In the following section, the main obtained results are described. First, a set of visualization formation coupling wellbore flow test device was built based on real space by scanning the practical field outcrop and building real crack space, respectively, carried out the visualization liquid displacement experiment with different crack width, drilling fluid density, viscosity, and asphalt viscosity, which obtained the influence law of various parameters on displacement rate, conditions of displacement, the development regularity and controlling factors. Second, the steady-state mathematical model of fractured formation liquid–liquid gravity displacement was established by using the theory of rock mechanics, fluid mechanics, and seepage mechanics, based on the conformal mapping and fracture-pore double substrate fluid flow model, optimizing the shape factors by the combination of gravity displacement experiment, verified the feasibility of mathematical model. Finally, sensitivity factors for gravity displacement were analyzed. The research results provide a theoretical foundation for seeking a solution method, explaining its phenomenon, and implementing practical treatment.
Experimental study of liquid–liquid gravity displacement
Experimental device and its working principle
The entire device consists of three parts: the wellbore–fracture–formation system, the circulation system, and the data acquisition system. The wellbore–fracture–formation system includes the wellbore module, fracture module, and formation module.
The wellbore module and the formation module use a transparent plexiglass tube to simulate the fluid flow path in the wellbore and the formation, while the wellbore module is also equipped with a polyvinyl chloride pipe to simulate the drill pipe. The wellbore module and the formation module are connected through the fracture module. The wellbore module, fracture module, joint of the fracture module, and ground layer module are installed with a valve, and fluid can pass through the fracture module to flow into the ground layer by controlling the valve. The circulation system is responsible for pumping drilling fluid and formation fluid into the wellbore module and the formation module according to the set pressure and flow, and for separating the mixed fluid flowing back to realize the recycling of the experimental fluid. The data acquisition device includes various pressure gauges, flowmeters, and signal transmission cables on the pipeline to record the flow state of the fluid in real time. In addition, a high-definition (HD) camera was installed outside the fracture module to record the fluid distribution inside the fracture in real time.
The flow path in the artificial fracture is the same as the flowing space of the actual formation fracture, and the opening degree of the fracture is adjusted by providing the transparent resin gasket with different thicknesses in the mold cavity. Therefore, the fracture module can truly reflect the flow of drilling fluid and formation fluid in formation fractures with different opening degrees. After the valves at both ends of the crack module are opened, the wellbore module communicates with the formation module, and the drilling fluid and formation fluid undergo gravity displacement in the fracture module. During this time, the pressure sensor at the four corners of the fracture module and the external HD camera will record the fluid flow in the fracture in real time.
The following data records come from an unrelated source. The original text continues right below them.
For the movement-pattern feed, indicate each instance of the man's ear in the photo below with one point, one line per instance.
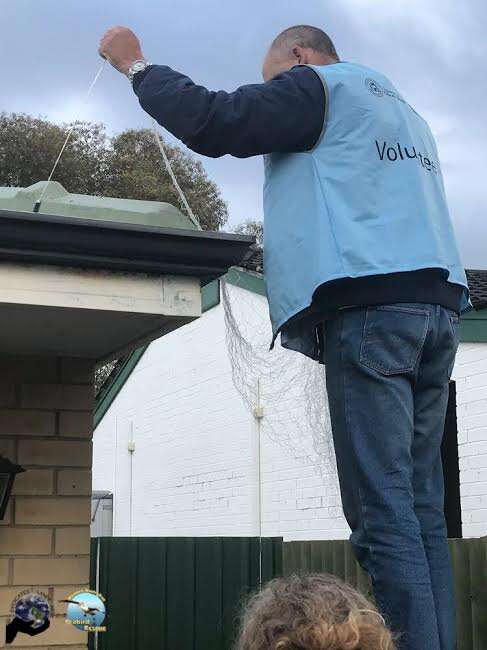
(298, 53)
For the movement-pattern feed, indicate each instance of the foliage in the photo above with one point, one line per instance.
(253, 228)
(128, 165)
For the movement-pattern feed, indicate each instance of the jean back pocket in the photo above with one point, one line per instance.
(393, 338)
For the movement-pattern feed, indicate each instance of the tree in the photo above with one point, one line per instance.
(29, 146)
(128, 165)
(253, 228)
(137, 172)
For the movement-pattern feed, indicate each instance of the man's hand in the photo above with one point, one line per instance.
(121, 47)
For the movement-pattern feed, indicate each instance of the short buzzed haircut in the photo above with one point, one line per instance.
(308, 37)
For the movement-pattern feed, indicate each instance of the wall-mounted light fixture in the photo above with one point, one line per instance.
(8, 472)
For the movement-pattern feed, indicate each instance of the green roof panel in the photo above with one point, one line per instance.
(59, 202)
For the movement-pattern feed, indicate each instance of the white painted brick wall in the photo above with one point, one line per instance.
(195, 469)
(470, 374)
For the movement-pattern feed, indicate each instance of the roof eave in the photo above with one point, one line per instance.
(89, 243)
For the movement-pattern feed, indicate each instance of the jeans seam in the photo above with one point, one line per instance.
(363, 507)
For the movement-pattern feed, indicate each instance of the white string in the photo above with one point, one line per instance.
(70, 133)
(170, 171)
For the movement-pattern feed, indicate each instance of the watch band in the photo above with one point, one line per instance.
(137, 66)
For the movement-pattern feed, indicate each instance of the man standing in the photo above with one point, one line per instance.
(362, 273)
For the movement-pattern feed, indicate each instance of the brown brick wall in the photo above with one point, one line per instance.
(46, 426)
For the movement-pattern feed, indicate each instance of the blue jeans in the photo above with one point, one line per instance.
(387, 372)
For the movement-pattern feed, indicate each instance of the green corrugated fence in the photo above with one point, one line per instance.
(469, 558)
(186, 593)
(177, 593)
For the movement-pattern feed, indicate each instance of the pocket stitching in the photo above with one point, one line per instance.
(369, 363)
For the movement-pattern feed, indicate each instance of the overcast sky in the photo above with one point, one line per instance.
(434, 52)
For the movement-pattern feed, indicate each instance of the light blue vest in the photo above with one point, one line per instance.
(369, 199)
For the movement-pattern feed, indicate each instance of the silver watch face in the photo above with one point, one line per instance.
(138, 66)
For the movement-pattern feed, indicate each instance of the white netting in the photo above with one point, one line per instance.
(292, 387)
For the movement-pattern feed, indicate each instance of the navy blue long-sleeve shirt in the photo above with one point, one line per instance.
(284, 115)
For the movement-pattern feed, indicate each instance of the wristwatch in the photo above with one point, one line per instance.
(137, 66)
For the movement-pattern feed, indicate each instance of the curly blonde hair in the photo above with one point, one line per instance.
(312, 612)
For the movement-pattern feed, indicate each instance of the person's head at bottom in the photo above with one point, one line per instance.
(312, 612)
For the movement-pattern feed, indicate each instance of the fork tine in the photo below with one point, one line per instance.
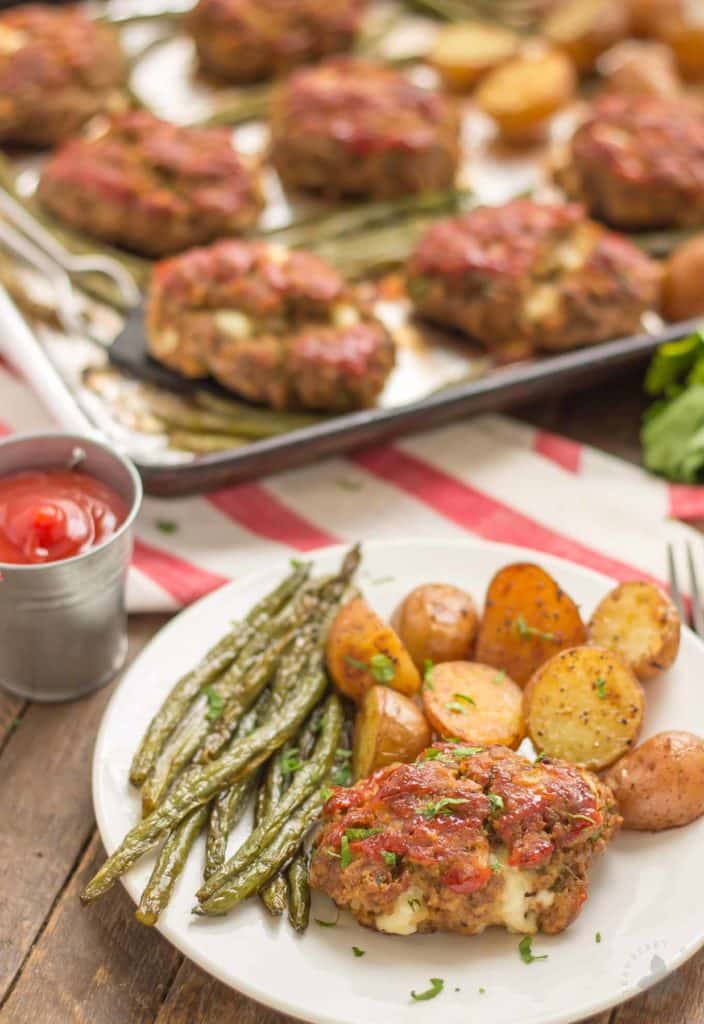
(674, 586)
(697, 612)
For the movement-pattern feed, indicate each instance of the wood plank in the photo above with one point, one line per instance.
(45, 795)
(93, 965)
(196, 998)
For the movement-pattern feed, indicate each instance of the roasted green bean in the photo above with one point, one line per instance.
(169, 865)
(299, 892)
(307, 780)
(200, 783)
(213, 665)
(270, 860)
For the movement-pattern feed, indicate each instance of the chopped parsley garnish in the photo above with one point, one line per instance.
(525, 631)
(442, 807)
(495, 801)
(383, 668)
(524, 948)
(327, 924)
(354, 663)
(216, 704)
(355, 835)
(291, 762)
(342, 772)
(436, 986)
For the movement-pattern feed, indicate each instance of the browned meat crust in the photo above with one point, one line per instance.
(639, 162)
(57, 69)
(247, 40)
(274, 326)
(525, 276)
(152, 186)
(447, 832)
(351, 127)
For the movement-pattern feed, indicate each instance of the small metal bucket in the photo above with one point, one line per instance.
(63, 625)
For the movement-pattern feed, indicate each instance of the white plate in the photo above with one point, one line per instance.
(643, 898)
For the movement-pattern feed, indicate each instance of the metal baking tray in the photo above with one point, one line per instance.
(439, 377)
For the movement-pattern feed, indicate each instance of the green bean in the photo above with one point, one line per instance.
(274, 857)
(307, 780)
(200, 783)
(169, 865)
(299, 892)
(213, 665)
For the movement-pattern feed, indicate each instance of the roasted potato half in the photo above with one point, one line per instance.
(660, 784)
(641, 623)
(527, 620)
(525, 92)
(363, 650)
(584, 29)
(476, 704)
(389, 727)
(584, 706)
(465, 51)
(437, 623)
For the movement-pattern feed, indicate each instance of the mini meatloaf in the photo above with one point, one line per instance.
(351, 127)
(152, 186)
(276, 327)
(639, 162)
(57, 69)
(463, 840)
(247, 40)
(525, 276)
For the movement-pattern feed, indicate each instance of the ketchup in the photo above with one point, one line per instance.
(52, 514)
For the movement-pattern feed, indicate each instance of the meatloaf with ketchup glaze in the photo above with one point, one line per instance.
(639, 162)
(57, 69)
(275, 326)
(465, 839)
(525, 276)
(151, 186)
(247, 40)
(352, 127)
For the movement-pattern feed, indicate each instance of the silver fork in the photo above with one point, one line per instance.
(695, 616)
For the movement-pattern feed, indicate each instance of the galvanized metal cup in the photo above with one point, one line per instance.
(63, 625)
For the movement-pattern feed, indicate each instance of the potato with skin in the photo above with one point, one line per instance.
(660, 784)
(584, 29)
(474, 702)
(389, 727)
(584, 706)
(525, 92)
(437, 623)
(463, 52)
(363, 650)
(683, 295)
(527, 620)
(641, 623)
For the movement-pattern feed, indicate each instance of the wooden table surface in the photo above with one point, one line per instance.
(62, 964)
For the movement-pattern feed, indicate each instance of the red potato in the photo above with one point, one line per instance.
(527, 620)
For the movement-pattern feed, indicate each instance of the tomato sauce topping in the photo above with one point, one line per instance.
(52, 514)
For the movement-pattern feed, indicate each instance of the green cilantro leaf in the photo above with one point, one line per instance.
(436, 986)
(525, 949)
(216, 704)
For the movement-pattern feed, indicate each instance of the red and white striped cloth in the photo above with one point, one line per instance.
(489, 476)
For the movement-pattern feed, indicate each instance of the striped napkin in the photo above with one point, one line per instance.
(489, 476)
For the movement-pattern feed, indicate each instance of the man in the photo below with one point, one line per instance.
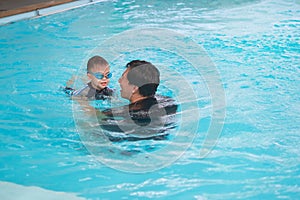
(148, 115)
The whole device can work under the fluid pressure of 0.5 MPa. A schematic diagram of the experimental device is shown in Figure 2, and a photograph is shown in Figure 3.

Schematic diagram of the experimental device.

Renderings and photograph of the experimental device.
In contrast to the device described in the published literature (Xiao et al., 2018), this device replaces the air compressor with an asphalt heavy oil circulation system and can be used for oil drilling fluid gravity displacement. Table 1 lists the parameters of the experimental device.
Parameters of the experimental device.
Experimental scheme and empirical procedure
Under the influence of changing parameters such as the width of the fracture, density of the drilling fluid, and viscosity of the asphalt, a total of 16 experimental schemes based on the field data of Yadavaran Oilfield is designed as shown in Table 2.
Experimental scheme.
The empirical procedures under a certain fracture width and experimental fluid are as follows:
① Open the asphalt pump, pump the appropriate amount of simulated asphalt into the formation module, open the valve on the right side of the crack module, and fill the asphalt with cracks. ② Turn on the drilling pump, pump the drilling fluid to fill the wellbore module, and circulate for a period of time until the flow is stable. ③ Adjust the formation pressure to make it almost equal to the wellbore pressure, open the valve on the left side of the crack module, and adjust the back pressure valve of the wellbore module so that the relationship between formation pressure and wellbore pressure is in the replacement interval. ④ After the displacement is stabilized, record the time and the volume of the drilling fluid leaking into the formation module, thereby calculating the displacement amount. At the same time, record the pressure at each position by the sensors. ⑤ Adjust the back pressure of the wellbore and repeat the above test process to obtain the replacement data under the remaining pressure difference.
Experimental phenomena
In the experiments, it is observed that there is a two-phase interface in the fracture, which is an important feature of gravity displacement. There is a typical video of the experiment in the supplementary materials, and figures 4 to 6 reflect the distribution of the gas–liquid interface under condition 1, condition 2, and condition 5. Under different conditions, the oil–fluid interface differs significantly, and the pressure difference and monitored displacement flow are also significantly different. From the experimental phenomenon, the greater the density of the drilling fluid, the larger the displacement flow, and the wider the fracture, the larger the displacement flow. Quantitative data under different conditions have been presented in Figure 12.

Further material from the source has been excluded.